У Боткина по субботам собиралось за столом большое общество. Приходили к девяти часам вечера, а засиживались иной раз до четырех часов утра. Тут были и товарищи хозяина по академии, и писатели, и артисты, и музыканты. Надо сказать, что знаменитый врач и ученый Боткин был не только врачом и ученым. Так же как у Бородина, у него была и вторая страсть — музыка. Весь день он проводил в клинике или принимал больных у себя дома. А в двенадцать часов ночи к нему являлся учитель музыки — виолончелист. Они усаживались за пюпитры и принимались играть.
В те дни, когда не приходил учитель, Боткин играл на виолончели один, а жена аккомпанировала ему на фортепьяно. Уже час ночи, тут бы и отдохнуть после трудного дня, но игра на виолончели была для Боткина лучшим отдыхом. Куда бы он ни уезжал, он брал с собой чемодан с книгами и футляр с виолончелью. Его даже приняли однажды на заграничном курорте за странствующего музыканта.
Неудивительно, что на «боткинских субботах» бывали люди из музыкального мира. Бывал там и композитор Милий Алексеевич Балакирев.
Подобно многим другим, он сначала попал к Боткину как больной. Ну, а там нетрудно было от разговоров о болезнях перейти и к разговорам о музыке.
Балакирев писал Стасову:
«На меня он (Боткин) произвел очень приятное впечатление. Он очень неуклюж, совершенный медведь, ноги у него каждая толщиною со столетний дуб… Во время его расспросов, когда он начинает соображать, у него делается в лице что-то хорошее, артистическое. В его приемной все как-то ласково смотрит, начиная с его сторожа и оканчивая последним больным. Только и слышишь слова вроде следующих: «Я десять лет лечилась, и все тщетно, а теперь в один месяц поправилась, дай бог ему здоровья».
На одной из «боткинских суббот» Бородин познакомился с Балакиревым.
В своих воспоминаниях о Мусоргском Бородин пишет:
«Вскоре я уехал за границу, откуда воротился в 1862 году осенью. Тут я познакомился с Балакиревым, и третья встреча моя с Мусоргским была у Балакирева, когда тот жил на Офицерской, в доме Хилькевича. Мы снова узнали друг друга сразу, вспомнили обе первые встречи. Мусоргский тут уже сильно вырос музыкально. Балакирев хотел меня познакомить с музыкою его кружка, и прежде всего с симфонией «отсутствующего» (это был Н. А. Римский-Корсаков). Тут Мусоргский сел с Балакиревым за фортепьяно (Мусоргский на primo[22], Балакирев на secondo[23]). Игра была уже не та, что в первые две встречи. Я был поражен — блеском, осмысленностью, энергией исполнения и красотою вещи. Они сыграли финал симфонии. Тут Мусоргский узнал, что и я имею кое-какие поползновения писать музыку, стал просить, чтоб я показал что-нибудь. Мне было ужасно совестно, и я наотрез отказался».
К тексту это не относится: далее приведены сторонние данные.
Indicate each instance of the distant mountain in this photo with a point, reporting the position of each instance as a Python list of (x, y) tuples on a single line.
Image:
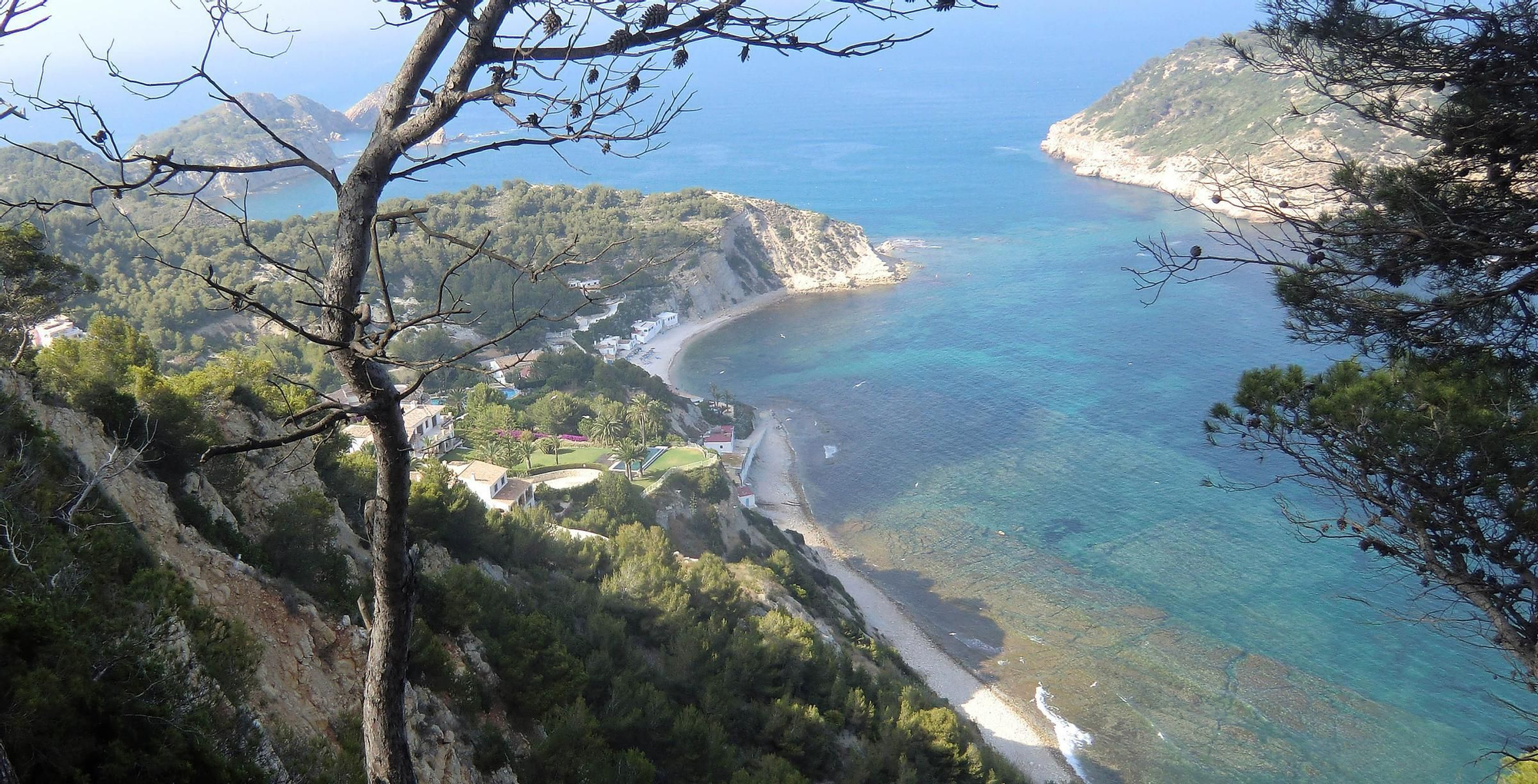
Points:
[(368, 108), (225, 135), (1199, 119)]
В этой лаконической записи ничего не говорится о том, какое впечатление произвел на Бородина его новый знакомый. А впечатление это не могло не быть сильным. Яркий портрет Балакирева набросал несколькими штрихами Римский-Корсаков в книге «Летопись моей музыкальной жизни»:
«…Обаяние его личности было страшно велико. Молодой, с чудесными, подвижными, огненными глазами, с красивой бородой, говорящий решительно, авторитетно и прямо; каждую минуту готовый к прекрасной импровизации за фортепьяно, помнящий каждый известный ему такт, запоминающий мгновенно играемые ему сочинения, он должен был производить это обаяние, как никто другой. Ценя малейший признак таланта в другом, он не мог, однако, не чувствовать своей высоты над ним, и этот другой тоже чувствовал его превосходство над собой. Влияние его на окружающих было безгранично и похоже на какую-то магнетическую или спиритическую силу».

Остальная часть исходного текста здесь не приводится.